Xarsku's plan was simple, and there was something to be said for simple plans. But this one had been predicted, so Kereenyaga was prepared. Even so, setting the place and time of engagement gave Xarsku an initial advantage, which cost the humans a cruiser and two corvettes. The gosthodar felt a swell of exultation. But the humans' greater numbers and firepower soon drove Xarsku back into warpspace.

Meanwhile, near the planetary surface, Xarsku's hunters had destroyed the two human surveillance buoys. His bombard, on the other hand, lay broken and smoking on a forest ridge. It had never gotten into position. Designed for punishing, not fighting, it had been attacked by four of Kereenyaga's corvettes, whose simultaneous torpedo salvos had disrupted its force shield, destroying generator and drives.

As if in retribution, the hunters that had destroyed the buoys then scorched two swaths across the blind area before Kereenyaga's corvettes could engage them. One escaped into warpspace. The other, crippled, careened into the forest miles away, and blew up.

The corvettes then caught the cargo ships in the act of unloading, and slammed torpedos into each of them before heading back into near-space.

When it was over, Jilchuk found solace in the destruction of the buoys. Also, substantial supplies had been transferred before the supply ships were attacked, and more after their fires had been controlled.

But the enemy on the ground had not been destroyed. Damaged, wounded, but not destroyed. Their destruction remained up to him. Move quickly! he thought. Quickly and powerfully! He'd told himself that before, he realized, but this time nothing would turn him. There'd be no hesitation, and no backing off. And with the buoys gone, the enemy couldn't know or predict his actions as they had before.

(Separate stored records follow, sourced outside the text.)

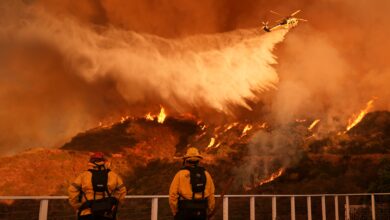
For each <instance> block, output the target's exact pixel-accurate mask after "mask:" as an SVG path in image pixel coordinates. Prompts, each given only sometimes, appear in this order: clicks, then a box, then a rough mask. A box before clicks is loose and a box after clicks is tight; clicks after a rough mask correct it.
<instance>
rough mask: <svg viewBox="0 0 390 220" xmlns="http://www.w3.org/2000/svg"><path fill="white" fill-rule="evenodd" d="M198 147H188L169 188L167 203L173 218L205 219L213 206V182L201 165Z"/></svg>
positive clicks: (206, 172)
mask: <svg viewBox="0 0 390 220" xmlns="http://www.w3.org/2000/svg"><path fill="white" fill-rule="evenodd" d="M201 159H203V157H202V156H201V155H200V154H199V151H198V149H196V148H193V147H191V148H189V149H188V150H187V153H186V154H185V155H184V157H183V164H184V166H183V167H182V168H181V169H180V171H179V172H177V173H176V175H175V177H174V178H173V181H172V183H171V187H170V189H169V205H170V207H171V210H172V213H173V215H174V216H175V217H174V219H175V220H206V219H207V216H208V214H209V213H211V212H212V210H213V209H214V206H215V197H214V191H215V188H214V183H213V179H212V178H211V176H210V174H209V173H208V172H207V171H206V170H205V169H204V168H203V167H201V166H199V161H200V160H201Z"/></svg>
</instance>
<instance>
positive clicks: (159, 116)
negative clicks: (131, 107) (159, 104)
mask: <svg viewBox="0 0 390 220" xmlns="http://www.w3.org/2000/svg"><path fill="white" fill-rule="evenodd" d="M166 117H167V115H166V114H165V109H164V108H163V107H161V110H160V113H159V114H158V116H157V122H158V123H160V124H162V123H164V121H165V118H166Z"/></svg>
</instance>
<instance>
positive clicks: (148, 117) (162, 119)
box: [145, 107, 167, 124]
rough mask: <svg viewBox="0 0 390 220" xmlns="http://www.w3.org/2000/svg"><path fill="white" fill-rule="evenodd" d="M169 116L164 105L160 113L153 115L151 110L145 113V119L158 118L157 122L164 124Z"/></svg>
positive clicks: (155, 118)
mask: <svg viewBox="0 0 390 220" xmlns="http://www.w3.org/2000/svg"><path fill="white" fill-rule="evenodd" d="M166 117H167V114H166V113H165V109H164V107H161V109H160V113H159V114H158V115H152V114H151V113H150V112H149V113H148V114H146V115H145V119H146V120H148V121H154V120H155V119H157V122H158V123H160V124H163V123H164V121H165V119H166Z"/></svg>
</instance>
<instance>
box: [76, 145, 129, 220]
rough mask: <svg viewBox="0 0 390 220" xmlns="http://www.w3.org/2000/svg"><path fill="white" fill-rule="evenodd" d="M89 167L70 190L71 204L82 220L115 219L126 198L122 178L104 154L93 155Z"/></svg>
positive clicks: (99, 153) (90, 160)
mask: <svg viewBox="0 0 390 220" xmlns="http://www.w3.org/2000/svg"><path fill="white" fill-rule="evenodd" d="M88 166H89V169H88V171H84V172H82V173H81V174H80V175H79V176H78V177H77V178H76V180H75V181H74V182H73V183H72V184H71V185H70V186H69V188H68V193H69V203H70V205H71V206H72V207H73V208H74V209H75V210H77V216H78V219H79V220H103V219H104V220H106V219H116V211H117V208H118V205H119V204H120V203H121V202H122V201H123V200H124V198H125V195H126V187H125V186H124V184H123V181H122V179H121V178H120V176H119V175H118V174H116V173H115V172H113V171H111V170H110V169H109V163H108V162H107V159H106V158H105V156H104V154H103V153H102V152H96V153H94V154H92V155H91V156H90V159H89V163H88Z"/></svg>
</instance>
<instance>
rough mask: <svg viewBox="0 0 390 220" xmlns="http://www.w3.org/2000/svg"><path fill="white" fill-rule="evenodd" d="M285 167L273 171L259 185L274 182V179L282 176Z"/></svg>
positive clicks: (259, 183) (262, 184)
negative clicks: (273, 171)
mask: <svg viewBox="0 0 390 220" xmlns="http://www.w3.org/2000/svg"><path fill="white" fill-rule="evenodd" d="M284 170H285V169H284V168H280V169H279V170H278V171H276V172H275V173H273V174H272V175H271V176H270V177H269V178H267V179H264V180H261V181H260V182H259V183H258V184H257V186H261V185H264V184H266V183H269V182H272V181H274V180H275V179H276V178H278V177H280V176H281V175H282V174H283V173H284Z"/></svg>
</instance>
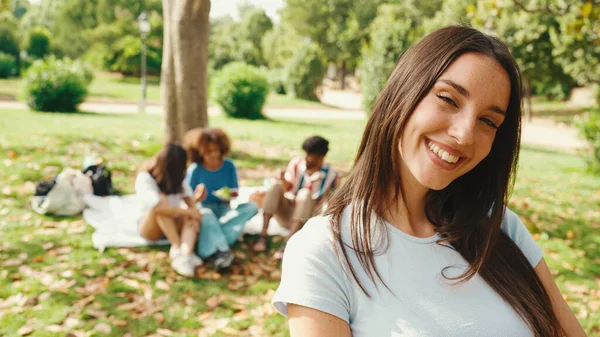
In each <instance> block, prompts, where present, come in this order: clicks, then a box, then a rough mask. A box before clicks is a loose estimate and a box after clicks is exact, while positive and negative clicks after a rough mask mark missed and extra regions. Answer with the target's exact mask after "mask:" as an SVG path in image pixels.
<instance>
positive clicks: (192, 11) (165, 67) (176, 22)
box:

General Pak watched Wyzhnyny infantry-a very long column of fours-trotting easily down the road toward the forest. The bulk of their equipment and supplies were carried by AG trucks, and their speed of foot was sobering. He'd realized before he'd left Terra that this life-form would run faster than humans, but actually watching them… they and their guardian flakwagons, of which the Wyzhnyny seemed to have an endless supply.

At least he could watch them. Presumably the Wyzhnyny didn't know that Kereenyaga had replaced the lost buoys with another. The Jerries had promptly nicknamed it "Lonesome Moses," which surprised the general when he heard about it. It seemed irreverent for troops with their background.

Lonesome Moses provided less detail, less perspective, and had far less versatility than the buoys the Wyzhnyny had destroyed, but it was infinitely better than no buoy at all. Immediately after the fighting on the First Day, Xarsku had sent a single daring Hunter to shoot down the first two. Kereenyaga had quickly deployed his reserve pair, and ordered his engineering section to cobble together a backup. Shipsmind had provided the basic information, and his engineers and technicians had provided parts and ingenuity. And with it now in place, they'd begun on still another, just in case.

Equally important was Colonel Schrager's Burger engineers, building defenses in the wilderness. The engineers and the Jerries. The colonel had suggested that progress would be faster with help, and that a battalion of resourceful backwoods infantry would be just the ticket. Pak had complied. A Jerrie battalion had pitched in with beam saws, AG sleds, and strong backs, felling trees and throwing up breastworks. Pak had visited the work in progress, and been impressed by the strength, energy and cheerfulness of the Jerries at work. They treated it like a holiday, hard though it was.

And urgent now, because Wyzhnyny command was moving troops into the forest at two points, one division eighteen miles west of the howitzer cemetery, another thirty miles east of it. And strong reserves had been moved to several locations, with APFs. Obviously the Wyzhnyny commander intended to attack at unpredictable points simultaneously. As soon as he'd made a breakthrough, his reserves would exploit it.